The double declaration that every aspect of the voting system must be verifiable and that paper ballots must be machine readable reflects the belief of this body that elections must be technology-based.
Verifiability is not an issue unless technology is involved.
Voters marking their paper ballots by hand have, in fact, no need to "verify" that the mark they just made is the mark they intended to make. The act of hand marking the paper ballot is enough verification of their voter intent. Verification is only required when technology has come between the voter and his vote. In these circumstance, voters indeed must try to verify that the machine is correctly capturing their intent. The inherent flaw in the verified voting paradigm, however, is that it is really quite impossible for voters to verify anything a software driven process is doing, because they can not peer inside the bits and bytes of an e-voting machine to see what it is doing with their vote.

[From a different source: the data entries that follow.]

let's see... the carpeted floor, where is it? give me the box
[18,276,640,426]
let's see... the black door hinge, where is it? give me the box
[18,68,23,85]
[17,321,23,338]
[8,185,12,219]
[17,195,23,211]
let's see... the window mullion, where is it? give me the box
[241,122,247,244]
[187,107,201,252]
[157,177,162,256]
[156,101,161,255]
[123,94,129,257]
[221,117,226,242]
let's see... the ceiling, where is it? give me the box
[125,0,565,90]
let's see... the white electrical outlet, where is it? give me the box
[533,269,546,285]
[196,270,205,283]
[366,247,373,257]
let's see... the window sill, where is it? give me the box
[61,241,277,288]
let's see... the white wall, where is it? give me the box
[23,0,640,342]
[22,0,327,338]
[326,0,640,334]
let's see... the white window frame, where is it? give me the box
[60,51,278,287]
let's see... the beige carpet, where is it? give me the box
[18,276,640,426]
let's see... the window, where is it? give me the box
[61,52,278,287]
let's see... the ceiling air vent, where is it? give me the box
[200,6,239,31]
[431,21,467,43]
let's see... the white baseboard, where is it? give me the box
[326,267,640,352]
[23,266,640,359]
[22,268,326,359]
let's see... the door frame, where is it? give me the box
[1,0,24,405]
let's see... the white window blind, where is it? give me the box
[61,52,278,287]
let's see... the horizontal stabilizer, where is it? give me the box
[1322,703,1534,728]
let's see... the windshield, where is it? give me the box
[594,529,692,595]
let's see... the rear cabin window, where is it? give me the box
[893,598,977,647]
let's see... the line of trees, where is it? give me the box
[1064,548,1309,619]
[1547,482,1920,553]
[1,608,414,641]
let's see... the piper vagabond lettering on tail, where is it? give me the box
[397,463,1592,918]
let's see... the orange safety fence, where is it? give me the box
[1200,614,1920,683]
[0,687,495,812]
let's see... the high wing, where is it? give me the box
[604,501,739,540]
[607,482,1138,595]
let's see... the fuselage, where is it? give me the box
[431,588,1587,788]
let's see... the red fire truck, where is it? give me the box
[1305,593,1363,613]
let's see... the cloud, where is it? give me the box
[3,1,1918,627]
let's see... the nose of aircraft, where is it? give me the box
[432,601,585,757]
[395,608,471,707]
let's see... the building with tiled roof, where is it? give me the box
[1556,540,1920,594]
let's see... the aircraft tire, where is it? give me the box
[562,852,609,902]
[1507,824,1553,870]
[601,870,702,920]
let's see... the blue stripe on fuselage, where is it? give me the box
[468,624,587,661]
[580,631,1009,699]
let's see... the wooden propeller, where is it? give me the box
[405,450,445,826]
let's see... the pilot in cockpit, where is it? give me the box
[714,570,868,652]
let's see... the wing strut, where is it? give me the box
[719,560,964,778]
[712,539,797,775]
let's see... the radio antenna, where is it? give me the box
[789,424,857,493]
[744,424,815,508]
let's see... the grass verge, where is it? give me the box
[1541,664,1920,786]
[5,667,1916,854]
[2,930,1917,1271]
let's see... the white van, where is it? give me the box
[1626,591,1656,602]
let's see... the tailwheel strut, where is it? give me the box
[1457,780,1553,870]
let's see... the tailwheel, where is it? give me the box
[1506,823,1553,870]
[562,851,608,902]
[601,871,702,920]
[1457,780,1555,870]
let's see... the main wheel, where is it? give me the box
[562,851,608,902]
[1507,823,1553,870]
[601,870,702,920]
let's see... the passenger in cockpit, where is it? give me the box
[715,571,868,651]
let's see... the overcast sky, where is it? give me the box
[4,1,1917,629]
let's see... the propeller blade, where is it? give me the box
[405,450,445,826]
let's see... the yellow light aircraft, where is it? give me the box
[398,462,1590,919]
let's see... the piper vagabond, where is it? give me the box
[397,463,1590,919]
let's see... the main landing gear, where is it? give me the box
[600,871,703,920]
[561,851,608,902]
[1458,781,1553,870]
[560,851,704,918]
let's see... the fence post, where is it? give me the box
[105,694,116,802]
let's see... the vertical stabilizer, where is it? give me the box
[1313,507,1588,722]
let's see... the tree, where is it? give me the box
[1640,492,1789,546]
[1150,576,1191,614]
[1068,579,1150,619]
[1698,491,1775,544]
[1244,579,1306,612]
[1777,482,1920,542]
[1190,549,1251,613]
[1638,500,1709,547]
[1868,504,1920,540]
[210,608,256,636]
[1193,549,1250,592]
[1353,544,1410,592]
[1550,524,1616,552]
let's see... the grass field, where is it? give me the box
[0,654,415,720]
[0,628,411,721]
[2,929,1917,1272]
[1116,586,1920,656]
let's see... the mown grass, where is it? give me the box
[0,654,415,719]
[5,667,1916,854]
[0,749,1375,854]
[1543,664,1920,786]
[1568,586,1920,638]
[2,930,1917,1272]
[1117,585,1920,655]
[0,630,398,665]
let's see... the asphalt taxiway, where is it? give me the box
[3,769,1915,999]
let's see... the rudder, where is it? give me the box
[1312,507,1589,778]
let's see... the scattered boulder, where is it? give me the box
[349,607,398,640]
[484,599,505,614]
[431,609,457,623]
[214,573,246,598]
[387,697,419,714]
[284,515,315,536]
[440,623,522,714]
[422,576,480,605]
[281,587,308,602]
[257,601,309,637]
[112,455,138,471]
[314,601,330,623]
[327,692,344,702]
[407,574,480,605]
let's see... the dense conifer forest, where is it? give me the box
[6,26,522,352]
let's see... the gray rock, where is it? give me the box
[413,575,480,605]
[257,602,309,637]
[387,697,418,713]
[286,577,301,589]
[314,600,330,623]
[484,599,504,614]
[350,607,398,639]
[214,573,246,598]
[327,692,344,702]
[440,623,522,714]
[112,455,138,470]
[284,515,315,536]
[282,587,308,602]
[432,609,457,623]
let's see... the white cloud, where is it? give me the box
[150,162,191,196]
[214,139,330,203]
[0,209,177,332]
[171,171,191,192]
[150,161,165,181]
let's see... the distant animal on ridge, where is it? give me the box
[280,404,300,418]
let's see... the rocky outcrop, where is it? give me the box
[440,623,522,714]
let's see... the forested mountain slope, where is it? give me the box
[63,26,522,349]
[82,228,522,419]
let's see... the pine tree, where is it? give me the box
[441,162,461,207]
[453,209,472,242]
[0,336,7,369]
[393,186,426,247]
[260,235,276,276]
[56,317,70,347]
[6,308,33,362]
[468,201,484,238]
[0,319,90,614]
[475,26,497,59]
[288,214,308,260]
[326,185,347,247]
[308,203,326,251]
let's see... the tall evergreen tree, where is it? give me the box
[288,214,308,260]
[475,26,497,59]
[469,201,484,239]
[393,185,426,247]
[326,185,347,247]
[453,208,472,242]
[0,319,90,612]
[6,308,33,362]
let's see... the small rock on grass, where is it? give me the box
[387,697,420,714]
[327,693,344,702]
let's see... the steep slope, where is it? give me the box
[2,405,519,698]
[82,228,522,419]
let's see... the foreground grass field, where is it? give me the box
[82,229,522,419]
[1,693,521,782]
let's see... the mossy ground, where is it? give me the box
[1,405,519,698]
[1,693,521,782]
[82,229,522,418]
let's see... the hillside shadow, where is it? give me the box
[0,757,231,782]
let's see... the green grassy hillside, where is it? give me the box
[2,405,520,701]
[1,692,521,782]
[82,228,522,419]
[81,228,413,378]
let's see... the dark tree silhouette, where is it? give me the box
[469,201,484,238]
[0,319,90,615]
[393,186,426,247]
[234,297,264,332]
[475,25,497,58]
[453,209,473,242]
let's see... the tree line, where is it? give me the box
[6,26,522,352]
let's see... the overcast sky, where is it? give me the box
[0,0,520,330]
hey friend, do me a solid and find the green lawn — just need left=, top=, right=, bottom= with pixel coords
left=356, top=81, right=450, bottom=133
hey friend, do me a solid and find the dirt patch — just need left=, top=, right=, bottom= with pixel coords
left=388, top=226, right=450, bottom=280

Verifiable voting is nothing more than a confidence game.
Hence the title of HR 811: "Increased Voter Confidence Act". Voters do not need confidence that their votes are verifiable. They need checks and balances to ensure that their votes are cast and counted as intended.
The nation has historically depended on voter intent as the ultimate arbiter for election integrity.
Voter intent can only be properly discerned on a hand marked, hand cast, hand counted paper ballot. Voter intent is vastly superior to the ambiguous concept of verifiability when it comes to guaranteeing the citizenry free, fair, open and democratic elections.
The EAC, in broadening its purview to paper ballots, is attempting to replace voter intent with verifiability even for paper ballots, which, it says, must conform to a technology-based voting system.
The EAC is proposing that we replace democratic elections with verifiable elections.
This is a profound paradigm shift for the nation, and the decision for such a dramatic change in America's democracy appropriately rests with the citizenry, and not four white house appointees.
I wonder how many American citizens, if asked, would give the consent of the governed to such a change.